Screen Time Doesn’t Impact the Quality of Kids’ Sleep, Study Says
Early school start times are probably a bigger obstacle to children’s sleep.
Anxiety about screen time, and its effects on children’s health and emotional well-being, has come to define parenting in a digital age. Concerns range from the physical — that screens are creating more sedentary, inactive lifestyles — to the psychological — that kids in a constant cycle of digital communication feel more depressed and anxious than those engaging socially offline. One other big concern about screens is the effect of their addictiveness, and the blue light they emit, on children’s sleep patterns. However, new research from the Oxford Internet Institute at the University of Oxford, has shown that screen time has very little practical effect on children’s sleep.
The study, published in the Journal of Pediatrics, was conducted using data from the United States’ 2016 National Survey of Children’s Health. Parents from across the country completed self-report surveys on themselves, their children and household.
“The findings suggest that the relationship between sleep and screen use in children is extremely modest,” says Professor Andrew Przybylski, author of the study. “Every hour of screen time was related to 3 to 8 fewer minutes of sleep a night.”

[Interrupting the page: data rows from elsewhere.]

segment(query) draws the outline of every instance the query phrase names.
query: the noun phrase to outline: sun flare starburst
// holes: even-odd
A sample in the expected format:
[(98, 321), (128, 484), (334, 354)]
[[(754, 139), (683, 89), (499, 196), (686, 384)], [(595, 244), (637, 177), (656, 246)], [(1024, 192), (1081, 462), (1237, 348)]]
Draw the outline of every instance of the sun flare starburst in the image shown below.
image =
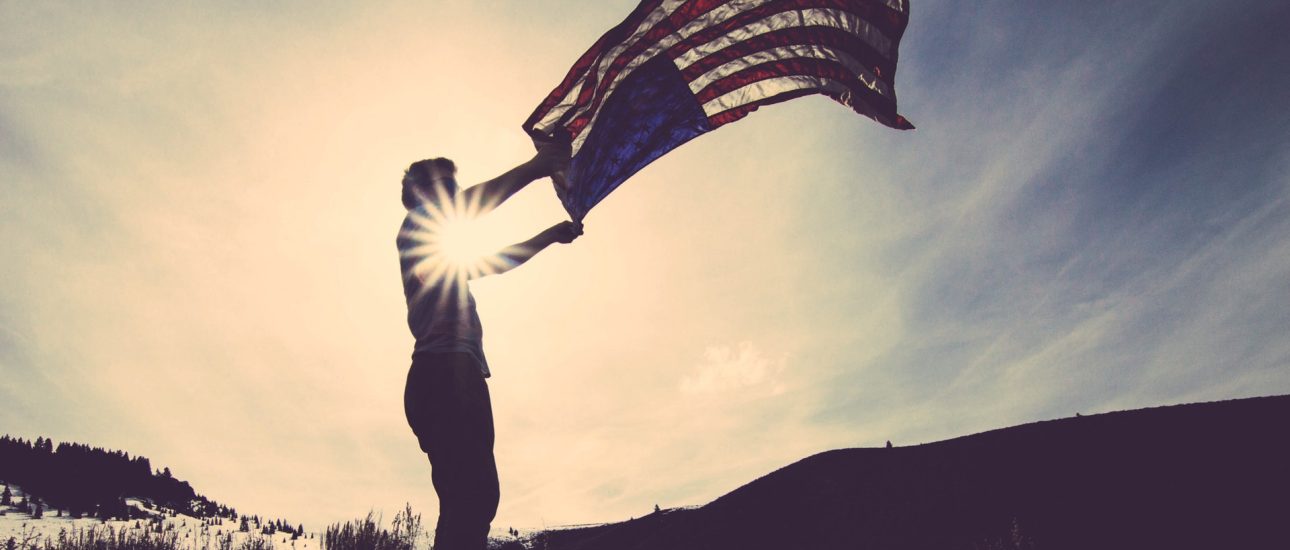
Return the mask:
[(493, 235), (479, 220), (489, 208), (442, 191), (420, 199), (423, 207), (412, 212), (414, 226), (406, 230), (416, 246), (404, 254), (415, 257), (415, 272), (422, 280), (465, 282), (505, 266)]

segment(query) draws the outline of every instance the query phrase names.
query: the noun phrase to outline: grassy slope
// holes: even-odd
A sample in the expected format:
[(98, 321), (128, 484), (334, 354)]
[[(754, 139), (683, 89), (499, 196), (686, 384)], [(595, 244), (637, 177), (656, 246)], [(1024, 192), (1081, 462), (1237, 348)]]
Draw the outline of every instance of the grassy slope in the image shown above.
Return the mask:
[(549, 550), (1290, 548), (1288, 521), (1282, 396), (830, 451), (699, 509), (542, 536)]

In practical terms, while screen time does have an impact on children’s sleep patterns, it might be too small to make a significant difference to a child’s sleep. Other known factors, such as early starts to the school day, have a larger effect on childhood sleep.
Article continues below
“This suggests we need to look at other variables when it comes to children and their sleep,” says Przybylski. Analysis in the study indicated that variables within the family and household were significantly associated with both screen use and sleep outcomes. “Focusing on bedtime routines and regular patterns of sleep, such as consistent wake-up times, are much more effective strategies for helping young people sleep than thinking screens themselves play a significant role.”

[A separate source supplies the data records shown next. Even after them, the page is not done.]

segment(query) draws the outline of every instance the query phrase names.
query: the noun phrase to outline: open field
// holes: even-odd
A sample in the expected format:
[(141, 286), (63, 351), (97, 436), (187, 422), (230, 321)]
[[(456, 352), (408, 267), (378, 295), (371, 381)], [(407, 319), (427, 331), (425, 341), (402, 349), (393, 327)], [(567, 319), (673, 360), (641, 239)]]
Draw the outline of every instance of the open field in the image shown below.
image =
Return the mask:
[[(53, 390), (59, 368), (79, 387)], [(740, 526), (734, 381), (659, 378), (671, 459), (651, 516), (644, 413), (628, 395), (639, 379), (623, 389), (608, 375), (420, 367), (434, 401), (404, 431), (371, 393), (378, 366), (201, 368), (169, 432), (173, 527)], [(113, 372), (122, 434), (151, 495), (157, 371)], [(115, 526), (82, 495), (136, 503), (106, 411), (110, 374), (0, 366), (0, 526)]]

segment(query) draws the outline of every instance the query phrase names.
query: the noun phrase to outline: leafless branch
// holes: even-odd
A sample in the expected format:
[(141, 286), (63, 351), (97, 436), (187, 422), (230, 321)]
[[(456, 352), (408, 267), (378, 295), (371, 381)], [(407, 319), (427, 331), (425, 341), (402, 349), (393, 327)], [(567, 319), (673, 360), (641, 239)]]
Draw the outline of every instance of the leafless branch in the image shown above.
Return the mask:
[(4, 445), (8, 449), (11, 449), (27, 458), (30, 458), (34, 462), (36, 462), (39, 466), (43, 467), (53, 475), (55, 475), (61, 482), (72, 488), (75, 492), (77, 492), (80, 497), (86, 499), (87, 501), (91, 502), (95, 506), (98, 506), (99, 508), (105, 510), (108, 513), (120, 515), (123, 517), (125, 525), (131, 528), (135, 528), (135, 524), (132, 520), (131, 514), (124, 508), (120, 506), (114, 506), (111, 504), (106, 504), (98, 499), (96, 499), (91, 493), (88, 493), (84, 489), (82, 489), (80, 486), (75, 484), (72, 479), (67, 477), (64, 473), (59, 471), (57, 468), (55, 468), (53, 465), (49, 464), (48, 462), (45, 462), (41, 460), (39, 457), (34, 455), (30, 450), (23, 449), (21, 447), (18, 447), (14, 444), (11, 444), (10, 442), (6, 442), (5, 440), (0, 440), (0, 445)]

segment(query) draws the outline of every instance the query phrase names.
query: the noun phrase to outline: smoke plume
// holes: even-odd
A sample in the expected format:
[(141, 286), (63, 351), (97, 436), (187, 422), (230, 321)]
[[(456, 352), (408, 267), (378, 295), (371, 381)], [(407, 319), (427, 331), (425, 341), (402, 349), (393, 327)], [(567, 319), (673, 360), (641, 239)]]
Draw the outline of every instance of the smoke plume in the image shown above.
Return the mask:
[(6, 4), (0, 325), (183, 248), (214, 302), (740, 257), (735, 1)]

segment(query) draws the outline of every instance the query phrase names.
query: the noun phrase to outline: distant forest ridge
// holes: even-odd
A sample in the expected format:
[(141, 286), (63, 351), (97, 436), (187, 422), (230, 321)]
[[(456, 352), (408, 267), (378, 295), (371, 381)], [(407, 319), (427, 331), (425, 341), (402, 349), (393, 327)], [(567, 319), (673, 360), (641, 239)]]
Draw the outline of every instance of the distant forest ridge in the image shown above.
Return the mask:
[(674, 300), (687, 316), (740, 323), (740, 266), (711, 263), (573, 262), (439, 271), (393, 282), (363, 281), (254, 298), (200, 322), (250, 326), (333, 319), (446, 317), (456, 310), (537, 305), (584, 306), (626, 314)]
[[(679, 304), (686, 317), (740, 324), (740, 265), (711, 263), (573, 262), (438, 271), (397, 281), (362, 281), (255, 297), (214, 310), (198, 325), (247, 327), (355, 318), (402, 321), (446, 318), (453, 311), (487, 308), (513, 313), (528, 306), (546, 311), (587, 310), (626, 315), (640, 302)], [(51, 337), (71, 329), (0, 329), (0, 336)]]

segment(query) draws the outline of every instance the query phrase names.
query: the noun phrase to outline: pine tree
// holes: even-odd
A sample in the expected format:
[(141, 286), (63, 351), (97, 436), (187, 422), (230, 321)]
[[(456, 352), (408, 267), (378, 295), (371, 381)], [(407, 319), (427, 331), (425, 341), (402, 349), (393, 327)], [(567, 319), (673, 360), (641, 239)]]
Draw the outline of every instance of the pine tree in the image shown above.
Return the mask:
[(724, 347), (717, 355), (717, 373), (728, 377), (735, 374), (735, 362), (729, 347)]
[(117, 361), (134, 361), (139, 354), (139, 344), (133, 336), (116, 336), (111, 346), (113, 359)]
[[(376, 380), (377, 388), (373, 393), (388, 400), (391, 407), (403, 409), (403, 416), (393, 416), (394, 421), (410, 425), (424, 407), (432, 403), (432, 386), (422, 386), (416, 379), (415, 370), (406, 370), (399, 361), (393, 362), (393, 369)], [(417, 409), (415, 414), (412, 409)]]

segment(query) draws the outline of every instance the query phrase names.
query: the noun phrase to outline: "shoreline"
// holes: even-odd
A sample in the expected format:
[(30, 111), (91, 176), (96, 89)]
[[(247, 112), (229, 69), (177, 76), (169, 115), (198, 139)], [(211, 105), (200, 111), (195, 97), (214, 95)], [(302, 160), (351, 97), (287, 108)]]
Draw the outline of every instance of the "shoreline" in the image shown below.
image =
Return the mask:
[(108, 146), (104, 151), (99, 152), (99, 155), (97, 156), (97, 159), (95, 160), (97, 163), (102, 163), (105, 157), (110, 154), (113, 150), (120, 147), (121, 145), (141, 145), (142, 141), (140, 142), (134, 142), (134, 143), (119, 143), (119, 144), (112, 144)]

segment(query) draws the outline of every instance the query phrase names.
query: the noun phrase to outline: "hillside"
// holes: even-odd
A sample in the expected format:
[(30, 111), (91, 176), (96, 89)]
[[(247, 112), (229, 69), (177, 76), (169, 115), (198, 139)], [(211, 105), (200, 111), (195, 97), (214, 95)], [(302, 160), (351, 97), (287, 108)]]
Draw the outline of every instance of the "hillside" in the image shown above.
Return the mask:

The aim of this study was to provide parents and practitioners with a realistic foundation for looking at screen versus the impact of other interventions on sleep. Being able to set aside screen time as a major culprit means that we can focus on exploring the other behaviors within households that may be leading children to experience less than ideal sleep patterns.

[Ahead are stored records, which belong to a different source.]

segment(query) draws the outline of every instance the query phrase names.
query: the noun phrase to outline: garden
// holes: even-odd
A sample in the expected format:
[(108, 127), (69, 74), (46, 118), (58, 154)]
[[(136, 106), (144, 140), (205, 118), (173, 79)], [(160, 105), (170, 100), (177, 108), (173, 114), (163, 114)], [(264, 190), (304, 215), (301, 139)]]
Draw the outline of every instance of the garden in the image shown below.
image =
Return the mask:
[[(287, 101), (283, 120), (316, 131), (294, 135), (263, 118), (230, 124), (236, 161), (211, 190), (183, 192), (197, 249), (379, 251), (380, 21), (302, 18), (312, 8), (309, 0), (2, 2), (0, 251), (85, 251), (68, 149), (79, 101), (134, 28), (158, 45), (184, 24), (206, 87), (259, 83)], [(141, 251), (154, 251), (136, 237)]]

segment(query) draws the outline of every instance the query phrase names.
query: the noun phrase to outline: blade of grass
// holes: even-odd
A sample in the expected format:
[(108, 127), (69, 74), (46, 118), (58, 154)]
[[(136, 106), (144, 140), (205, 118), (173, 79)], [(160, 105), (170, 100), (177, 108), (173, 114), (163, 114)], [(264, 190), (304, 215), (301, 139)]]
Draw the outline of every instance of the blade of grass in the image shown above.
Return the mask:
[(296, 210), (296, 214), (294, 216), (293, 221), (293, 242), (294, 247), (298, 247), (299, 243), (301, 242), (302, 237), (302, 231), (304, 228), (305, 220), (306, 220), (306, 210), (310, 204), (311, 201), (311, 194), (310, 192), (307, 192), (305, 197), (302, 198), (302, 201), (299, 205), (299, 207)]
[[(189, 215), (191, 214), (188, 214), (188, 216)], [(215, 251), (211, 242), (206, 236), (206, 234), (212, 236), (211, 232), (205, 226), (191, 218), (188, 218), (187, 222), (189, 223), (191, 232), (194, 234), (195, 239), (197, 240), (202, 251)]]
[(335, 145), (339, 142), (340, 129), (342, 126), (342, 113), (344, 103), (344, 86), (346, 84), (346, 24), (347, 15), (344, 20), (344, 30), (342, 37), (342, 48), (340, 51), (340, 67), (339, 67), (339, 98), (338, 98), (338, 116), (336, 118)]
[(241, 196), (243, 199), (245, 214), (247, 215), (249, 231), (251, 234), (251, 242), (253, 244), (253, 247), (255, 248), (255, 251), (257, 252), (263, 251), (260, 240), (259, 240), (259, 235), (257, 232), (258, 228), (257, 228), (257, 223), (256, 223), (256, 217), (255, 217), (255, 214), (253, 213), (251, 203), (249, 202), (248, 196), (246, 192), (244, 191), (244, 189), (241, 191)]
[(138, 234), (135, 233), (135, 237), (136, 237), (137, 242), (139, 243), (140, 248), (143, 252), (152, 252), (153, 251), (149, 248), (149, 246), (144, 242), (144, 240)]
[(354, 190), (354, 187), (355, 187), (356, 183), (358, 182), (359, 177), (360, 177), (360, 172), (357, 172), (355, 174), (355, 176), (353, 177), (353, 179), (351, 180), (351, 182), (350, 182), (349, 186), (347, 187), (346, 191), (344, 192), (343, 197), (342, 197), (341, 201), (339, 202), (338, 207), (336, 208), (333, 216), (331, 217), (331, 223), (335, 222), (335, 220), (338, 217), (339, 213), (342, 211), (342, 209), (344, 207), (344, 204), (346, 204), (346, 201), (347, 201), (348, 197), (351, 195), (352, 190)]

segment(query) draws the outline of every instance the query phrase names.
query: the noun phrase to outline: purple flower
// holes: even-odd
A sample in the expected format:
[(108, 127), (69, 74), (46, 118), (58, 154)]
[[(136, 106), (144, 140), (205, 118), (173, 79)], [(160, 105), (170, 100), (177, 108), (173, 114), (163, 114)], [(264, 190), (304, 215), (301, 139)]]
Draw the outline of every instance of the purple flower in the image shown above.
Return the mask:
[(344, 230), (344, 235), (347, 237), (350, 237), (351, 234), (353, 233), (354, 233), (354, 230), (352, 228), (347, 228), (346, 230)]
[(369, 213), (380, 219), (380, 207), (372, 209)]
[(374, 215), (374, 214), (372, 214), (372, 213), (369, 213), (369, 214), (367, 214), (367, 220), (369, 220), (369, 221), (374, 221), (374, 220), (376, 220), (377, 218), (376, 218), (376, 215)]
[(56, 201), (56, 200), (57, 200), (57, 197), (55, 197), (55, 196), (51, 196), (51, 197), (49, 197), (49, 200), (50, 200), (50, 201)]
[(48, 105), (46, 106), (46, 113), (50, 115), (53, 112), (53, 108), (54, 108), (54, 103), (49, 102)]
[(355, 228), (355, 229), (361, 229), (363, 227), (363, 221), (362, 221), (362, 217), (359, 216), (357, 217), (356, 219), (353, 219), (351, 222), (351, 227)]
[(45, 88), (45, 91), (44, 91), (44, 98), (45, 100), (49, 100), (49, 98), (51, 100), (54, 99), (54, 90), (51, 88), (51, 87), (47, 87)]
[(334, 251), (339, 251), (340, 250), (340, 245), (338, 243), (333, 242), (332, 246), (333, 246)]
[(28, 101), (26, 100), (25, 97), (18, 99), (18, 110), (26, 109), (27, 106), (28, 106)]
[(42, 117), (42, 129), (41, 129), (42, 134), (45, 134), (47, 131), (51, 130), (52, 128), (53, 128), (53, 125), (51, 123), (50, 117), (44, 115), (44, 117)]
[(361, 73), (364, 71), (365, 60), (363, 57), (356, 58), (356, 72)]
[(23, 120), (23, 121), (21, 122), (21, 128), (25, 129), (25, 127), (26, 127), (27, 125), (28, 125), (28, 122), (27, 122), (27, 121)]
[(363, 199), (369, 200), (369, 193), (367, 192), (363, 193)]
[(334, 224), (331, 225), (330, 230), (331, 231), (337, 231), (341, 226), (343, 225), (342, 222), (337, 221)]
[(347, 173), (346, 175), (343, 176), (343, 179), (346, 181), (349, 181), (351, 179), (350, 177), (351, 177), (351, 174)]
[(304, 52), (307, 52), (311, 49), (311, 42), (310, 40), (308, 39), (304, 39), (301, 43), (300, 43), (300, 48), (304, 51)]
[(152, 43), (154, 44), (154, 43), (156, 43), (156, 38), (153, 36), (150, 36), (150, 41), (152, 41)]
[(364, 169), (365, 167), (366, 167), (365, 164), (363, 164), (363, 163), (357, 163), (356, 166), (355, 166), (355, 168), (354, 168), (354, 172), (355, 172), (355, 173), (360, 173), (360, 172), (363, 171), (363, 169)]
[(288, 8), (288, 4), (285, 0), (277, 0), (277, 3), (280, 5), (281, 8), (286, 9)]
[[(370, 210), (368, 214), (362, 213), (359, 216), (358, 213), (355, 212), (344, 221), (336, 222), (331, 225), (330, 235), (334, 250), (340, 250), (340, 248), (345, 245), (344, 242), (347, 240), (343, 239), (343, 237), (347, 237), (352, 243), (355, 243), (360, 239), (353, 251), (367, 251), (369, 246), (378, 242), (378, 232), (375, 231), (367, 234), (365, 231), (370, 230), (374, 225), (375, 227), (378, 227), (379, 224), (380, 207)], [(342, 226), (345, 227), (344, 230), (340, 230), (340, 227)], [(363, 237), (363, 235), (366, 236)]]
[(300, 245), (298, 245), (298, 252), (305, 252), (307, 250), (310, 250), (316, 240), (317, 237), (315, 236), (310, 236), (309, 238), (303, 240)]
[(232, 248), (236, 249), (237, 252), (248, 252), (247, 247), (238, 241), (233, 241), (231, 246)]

“The next step from here is research on the precise mechanisms that link digital screens to sleep. Though technologies and tools relating to so-called ‘blue light’ have been implicated in sleep problems, it is not clear whether play a significant causal role,” says Przybylski. The more we know about what roles screen play — or don’t play — in our well-being, the better we can frame children’s healthy engagement with the digital world.